El Salvador's governing Nuevas Ideas party on July 13 ratified President Nayib Bukele and Vice President Felix Ulloa as its ticket for the February 2027 election, formally opening a bid for a third consecutive term that no El Salvadoran president has held in the modern era [1]. The action entered the record on Tuesday as an internal party decision, not a legal clearance, and that distinction is the whole story.
Party channels moved quickly to frame the vote as a settled popular mandate, casting the ratification as a continuation of the security program that has kept Bukele's approval high — as though the nomination and the election were one and the same. AP reported the same event through the constitutional objections it raises, noting that a third straight term became conceivable only after a 2025 reform stripped away the reelection limits that had long been written into El Salvador's constitution [1].
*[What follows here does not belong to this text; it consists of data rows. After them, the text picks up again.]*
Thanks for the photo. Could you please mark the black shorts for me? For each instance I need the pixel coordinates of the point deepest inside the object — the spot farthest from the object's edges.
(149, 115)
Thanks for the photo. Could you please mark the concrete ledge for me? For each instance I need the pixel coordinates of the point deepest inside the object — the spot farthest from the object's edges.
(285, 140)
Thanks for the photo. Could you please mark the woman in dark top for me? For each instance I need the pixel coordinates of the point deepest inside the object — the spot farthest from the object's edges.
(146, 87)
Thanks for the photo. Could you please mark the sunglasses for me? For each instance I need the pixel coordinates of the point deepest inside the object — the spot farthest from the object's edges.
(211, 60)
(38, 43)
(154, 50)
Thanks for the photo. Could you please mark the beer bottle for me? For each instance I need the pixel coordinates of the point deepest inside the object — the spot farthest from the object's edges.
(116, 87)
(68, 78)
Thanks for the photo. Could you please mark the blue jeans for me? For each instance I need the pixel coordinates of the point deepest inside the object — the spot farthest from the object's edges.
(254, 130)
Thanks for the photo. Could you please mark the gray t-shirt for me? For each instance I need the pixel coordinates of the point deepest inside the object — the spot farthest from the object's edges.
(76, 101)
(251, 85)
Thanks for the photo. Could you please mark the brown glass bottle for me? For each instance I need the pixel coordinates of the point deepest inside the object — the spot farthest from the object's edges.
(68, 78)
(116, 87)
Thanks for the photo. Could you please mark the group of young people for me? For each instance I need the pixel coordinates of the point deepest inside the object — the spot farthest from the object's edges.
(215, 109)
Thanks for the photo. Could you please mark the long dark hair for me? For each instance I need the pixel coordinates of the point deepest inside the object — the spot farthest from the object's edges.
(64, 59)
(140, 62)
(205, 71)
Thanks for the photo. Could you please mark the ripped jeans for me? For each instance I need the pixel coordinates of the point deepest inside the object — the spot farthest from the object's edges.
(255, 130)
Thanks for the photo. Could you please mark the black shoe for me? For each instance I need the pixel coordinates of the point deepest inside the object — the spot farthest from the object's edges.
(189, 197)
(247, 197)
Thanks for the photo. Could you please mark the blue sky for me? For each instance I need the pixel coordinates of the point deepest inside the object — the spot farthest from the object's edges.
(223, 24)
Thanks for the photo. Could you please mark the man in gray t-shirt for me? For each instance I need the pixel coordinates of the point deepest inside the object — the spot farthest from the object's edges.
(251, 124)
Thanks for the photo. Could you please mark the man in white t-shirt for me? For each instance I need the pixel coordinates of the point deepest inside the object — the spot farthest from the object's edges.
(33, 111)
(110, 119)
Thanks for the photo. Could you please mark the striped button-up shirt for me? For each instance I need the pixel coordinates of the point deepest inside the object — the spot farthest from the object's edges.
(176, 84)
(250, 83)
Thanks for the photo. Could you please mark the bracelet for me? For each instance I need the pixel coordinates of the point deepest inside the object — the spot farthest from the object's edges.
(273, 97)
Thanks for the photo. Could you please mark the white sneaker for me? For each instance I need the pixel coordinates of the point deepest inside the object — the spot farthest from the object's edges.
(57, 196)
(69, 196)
The gap between those two frames is not rhetorical. A party ratifying its own slate is a routine act; it confers no ballot access on its own. Under the prior constitutional order, consecutive reelection was barred outright, and the courts that would have to certify Bukele's eligibility under the rewritten rules have not ruled on his candidacy. Popularity, however commanding, does not resolve the legal question of whether he can appear on the 2027 ballot at all.
That unresolved question sits atop a governing record AP frames around cost. Bukele's tenure has run for years under an emergency regime that suspended civil protections and jailed tens of thousands in a mass anti-gang campaign, an approach credited with slashing homicides and criticized for sweeping up people without due process [1]. Ratifying the man who built that system is a bet that voters — and, more consequentially, judges — will treat the crackdown's results as license to extend it indefinitely.
For now the concrete facts are narrow and worth stating plainly: a nomination exists, a ticket is named, and a court test does not yet. The February 2027 vote is more than eighteen months out, and between the party hall and the ballot box lies a constitutional review that the celebration has raced ahead of. What was ratified this week is a candidacy, not a term.